German chemist and pharmacist (1734–1798)

Wilhelm Heinrich Sebastian Bucholz (23 December 1734, Bernburg – 16 December 1798) was a German pharmacist and chemist.

Trained as a pharmacist in Magdeburg and Weimar, he later studied medicine at the University of Jena, where he obtained his doctorate in 1764. Several years later, he became head of the Hofapotheke (court pharmacy) in Weimar. Here, Johann Friedrich August Göttling worked as his assistant and Johann Trommsdorff served as an apprentice. As his career progressed, he received the posts of Hof-Medikus (court physician, 1777) and Bergrat (counsellor of mines, 1782).

He was a friend and consultant to Johann Wolfgang von Goethe on the matter of scientific issues. Goethe observed Bucholz's attempt to build a Montgolfier balloon. Reportedly, the two men conducted water purification experiments through the use of powdered charcoal.

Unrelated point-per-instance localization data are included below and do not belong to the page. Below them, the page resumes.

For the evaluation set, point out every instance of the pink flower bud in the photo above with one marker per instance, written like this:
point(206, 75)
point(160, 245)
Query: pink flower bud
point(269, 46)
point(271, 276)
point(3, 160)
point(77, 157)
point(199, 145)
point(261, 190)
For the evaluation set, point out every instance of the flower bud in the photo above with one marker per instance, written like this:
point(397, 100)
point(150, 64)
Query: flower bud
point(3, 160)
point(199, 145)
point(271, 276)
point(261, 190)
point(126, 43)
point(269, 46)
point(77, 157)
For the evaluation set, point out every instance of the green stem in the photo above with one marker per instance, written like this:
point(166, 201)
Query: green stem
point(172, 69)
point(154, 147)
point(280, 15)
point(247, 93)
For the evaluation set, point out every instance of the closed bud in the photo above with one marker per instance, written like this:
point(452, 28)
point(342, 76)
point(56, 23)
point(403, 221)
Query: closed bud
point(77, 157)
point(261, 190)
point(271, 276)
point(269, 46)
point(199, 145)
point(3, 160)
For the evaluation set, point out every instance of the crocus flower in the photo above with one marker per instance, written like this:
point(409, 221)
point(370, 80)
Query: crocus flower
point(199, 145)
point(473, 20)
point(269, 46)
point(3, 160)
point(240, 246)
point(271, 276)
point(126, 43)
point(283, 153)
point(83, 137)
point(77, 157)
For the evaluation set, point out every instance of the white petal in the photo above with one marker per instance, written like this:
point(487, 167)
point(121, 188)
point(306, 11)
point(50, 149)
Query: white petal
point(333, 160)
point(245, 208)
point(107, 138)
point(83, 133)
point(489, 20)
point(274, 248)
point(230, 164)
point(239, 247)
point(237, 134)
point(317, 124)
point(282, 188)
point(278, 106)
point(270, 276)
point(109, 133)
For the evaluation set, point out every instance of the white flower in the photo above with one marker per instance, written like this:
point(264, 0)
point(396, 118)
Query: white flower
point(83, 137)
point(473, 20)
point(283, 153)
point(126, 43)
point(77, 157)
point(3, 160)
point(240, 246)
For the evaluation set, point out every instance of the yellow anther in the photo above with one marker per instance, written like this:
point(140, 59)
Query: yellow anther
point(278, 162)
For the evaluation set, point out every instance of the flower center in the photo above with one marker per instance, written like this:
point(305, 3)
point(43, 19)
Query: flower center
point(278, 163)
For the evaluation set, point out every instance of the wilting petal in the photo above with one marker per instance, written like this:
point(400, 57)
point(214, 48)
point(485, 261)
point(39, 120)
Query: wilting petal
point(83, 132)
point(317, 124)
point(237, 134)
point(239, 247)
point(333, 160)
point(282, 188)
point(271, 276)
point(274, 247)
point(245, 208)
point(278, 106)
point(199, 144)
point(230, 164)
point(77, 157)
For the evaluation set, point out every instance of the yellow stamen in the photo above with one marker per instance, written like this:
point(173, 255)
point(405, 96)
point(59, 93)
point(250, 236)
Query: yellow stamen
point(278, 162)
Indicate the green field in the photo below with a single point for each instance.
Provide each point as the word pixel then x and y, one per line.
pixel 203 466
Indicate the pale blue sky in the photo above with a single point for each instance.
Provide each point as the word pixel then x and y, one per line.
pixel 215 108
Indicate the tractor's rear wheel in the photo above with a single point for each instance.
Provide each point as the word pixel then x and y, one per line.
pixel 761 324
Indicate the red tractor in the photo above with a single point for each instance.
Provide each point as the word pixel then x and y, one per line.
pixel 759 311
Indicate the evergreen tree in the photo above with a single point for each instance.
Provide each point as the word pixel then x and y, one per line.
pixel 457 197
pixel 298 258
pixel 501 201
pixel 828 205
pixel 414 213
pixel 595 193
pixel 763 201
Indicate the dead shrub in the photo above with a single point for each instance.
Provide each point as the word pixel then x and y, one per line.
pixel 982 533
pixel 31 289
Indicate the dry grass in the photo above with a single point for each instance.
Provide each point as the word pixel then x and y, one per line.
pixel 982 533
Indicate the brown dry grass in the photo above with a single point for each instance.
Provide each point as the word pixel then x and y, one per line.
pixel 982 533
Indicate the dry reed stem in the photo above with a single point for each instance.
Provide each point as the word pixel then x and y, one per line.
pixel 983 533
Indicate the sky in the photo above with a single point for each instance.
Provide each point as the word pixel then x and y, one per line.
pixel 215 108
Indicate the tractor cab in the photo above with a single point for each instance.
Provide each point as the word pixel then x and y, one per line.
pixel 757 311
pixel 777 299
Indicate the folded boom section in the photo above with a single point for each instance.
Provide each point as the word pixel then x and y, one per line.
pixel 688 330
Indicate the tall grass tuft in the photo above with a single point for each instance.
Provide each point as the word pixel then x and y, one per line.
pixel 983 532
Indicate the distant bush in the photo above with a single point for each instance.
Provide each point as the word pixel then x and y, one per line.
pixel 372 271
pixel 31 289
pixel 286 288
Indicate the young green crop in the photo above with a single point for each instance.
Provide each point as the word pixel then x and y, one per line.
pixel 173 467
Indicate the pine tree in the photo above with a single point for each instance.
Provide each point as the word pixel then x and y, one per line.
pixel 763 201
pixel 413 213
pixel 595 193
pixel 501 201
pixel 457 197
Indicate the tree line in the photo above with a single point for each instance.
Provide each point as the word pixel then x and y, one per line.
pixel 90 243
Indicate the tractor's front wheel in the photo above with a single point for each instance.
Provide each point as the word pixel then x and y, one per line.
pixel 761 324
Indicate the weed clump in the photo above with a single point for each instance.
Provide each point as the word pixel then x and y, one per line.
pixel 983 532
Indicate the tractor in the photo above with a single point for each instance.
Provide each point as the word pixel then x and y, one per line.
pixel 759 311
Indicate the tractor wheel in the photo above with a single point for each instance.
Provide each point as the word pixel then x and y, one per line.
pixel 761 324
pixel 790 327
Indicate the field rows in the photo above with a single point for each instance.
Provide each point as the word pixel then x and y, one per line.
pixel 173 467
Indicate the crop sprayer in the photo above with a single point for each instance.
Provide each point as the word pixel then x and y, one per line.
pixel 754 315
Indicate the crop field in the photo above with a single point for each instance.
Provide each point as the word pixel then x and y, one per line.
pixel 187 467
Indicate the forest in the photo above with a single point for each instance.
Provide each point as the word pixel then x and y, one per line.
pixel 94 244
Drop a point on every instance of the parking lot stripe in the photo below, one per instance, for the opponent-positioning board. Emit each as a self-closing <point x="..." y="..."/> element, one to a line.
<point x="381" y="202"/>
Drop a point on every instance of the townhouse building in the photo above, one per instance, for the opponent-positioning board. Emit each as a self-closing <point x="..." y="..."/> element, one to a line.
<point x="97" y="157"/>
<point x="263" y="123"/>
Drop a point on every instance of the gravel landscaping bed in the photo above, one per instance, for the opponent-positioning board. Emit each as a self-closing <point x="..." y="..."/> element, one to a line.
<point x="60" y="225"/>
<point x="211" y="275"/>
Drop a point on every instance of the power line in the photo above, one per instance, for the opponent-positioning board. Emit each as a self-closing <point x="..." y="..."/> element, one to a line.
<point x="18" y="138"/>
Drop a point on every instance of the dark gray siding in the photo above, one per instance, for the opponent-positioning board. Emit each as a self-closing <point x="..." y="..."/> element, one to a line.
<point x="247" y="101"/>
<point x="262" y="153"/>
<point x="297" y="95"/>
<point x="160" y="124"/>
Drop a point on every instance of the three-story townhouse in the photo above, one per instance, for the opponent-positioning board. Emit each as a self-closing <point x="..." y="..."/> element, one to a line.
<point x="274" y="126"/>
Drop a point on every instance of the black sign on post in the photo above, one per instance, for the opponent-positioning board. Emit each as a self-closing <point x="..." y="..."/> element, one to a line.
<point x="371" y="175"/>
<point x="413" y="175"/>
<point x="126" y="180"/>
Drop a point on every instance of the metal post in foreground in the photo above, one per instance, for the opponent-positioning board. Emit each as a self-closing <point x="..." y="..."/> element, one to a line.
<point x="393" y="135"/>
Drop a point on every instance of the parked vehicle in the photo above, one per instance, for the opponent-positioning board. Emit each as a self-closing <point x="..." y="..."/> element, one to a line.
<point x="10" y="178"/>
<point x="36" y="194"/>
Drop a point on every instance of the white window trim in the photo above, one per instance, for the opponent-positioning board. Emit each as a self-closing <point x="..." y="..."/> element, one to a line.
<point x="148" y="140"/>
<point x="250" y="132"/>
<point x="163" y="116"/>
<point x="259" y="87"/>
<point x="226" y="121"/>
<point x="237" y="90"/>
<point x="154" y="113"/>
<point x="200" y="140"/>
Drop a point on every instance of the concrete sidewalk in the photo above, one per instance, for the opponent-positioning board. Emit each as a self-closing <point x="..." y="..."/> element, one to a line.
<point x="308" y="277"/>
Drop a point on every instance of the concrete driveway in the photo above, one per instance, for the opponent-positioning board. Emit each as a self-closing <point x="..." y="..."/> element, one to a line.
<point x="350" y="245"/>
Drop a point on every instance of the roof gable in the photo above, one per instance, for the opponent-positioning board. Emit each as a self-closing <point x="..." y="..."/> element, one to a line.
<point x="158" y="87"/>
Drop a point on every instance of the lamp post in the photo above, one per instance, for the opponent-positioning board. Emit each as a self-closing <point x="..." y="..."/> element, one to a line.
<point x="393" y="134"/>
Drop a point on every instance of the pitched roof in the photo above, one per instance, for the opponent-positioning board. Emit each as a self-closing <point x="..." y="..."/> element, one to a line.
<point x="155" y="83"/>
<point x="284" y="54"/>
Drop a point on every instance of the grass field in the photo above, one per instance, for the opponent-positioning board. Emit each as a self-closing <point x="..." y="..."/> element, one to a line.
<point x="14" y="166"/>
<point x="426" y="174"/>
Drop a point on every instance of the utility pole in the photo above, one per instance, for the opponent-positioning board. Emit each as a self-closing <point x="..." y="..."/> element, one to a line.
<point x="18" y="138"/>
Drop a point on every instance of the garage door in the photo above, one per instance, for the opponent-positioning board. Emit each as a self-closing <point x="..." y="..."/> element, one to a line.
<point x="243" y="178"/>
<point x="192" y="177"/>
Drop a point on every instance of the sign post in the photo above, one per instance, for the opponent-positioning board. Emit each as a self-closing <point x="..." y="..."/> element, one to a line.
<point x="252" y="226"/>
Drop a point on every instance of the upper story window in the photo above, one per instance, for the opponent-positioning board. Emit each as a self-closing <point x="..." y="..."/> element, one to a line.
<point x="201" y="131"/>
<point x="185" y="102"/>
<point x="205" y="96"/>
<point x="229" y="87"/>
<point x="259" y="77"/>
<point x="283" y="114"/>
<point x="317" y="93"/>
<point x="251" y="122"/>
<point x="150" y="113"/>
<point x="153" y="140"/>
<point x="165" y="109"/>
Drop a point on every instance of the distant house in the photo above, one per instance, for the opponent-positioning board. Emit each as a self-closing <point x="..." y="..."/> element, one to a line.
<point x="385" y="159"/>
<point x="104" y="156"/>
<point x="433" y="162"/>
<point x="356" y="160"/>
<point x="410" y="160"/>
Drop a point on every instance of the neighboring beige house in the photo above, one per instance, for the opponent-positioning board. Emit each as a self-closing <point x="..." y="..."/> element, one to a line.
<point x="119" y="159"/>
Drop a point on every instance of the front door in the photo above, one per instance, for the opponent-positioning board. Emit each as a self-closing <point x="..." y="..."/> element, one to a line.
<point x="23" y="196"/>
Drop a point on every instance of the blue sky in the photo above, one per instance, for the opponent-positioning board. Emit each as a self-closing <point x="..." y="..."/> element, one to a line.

Bucholz remained an honored member of Goethe's Freitagsgesellschaft up until his death in 1798.

== Selected works ==
- Chymische Versuche über einige der neuesten einheimischen antiseptischen Substanzen, 1776 – Chemical experiments on some of the latest local antiseptic substances.
- Bartlet's Pharmacopee oder Apotheke eines Rossarztes, 1778 – "Pharmacopoeia Bartleiana".
- Beyträge zur gerichtlichen Arzneygelahrheit und zur medicinischen Polizey, 1782.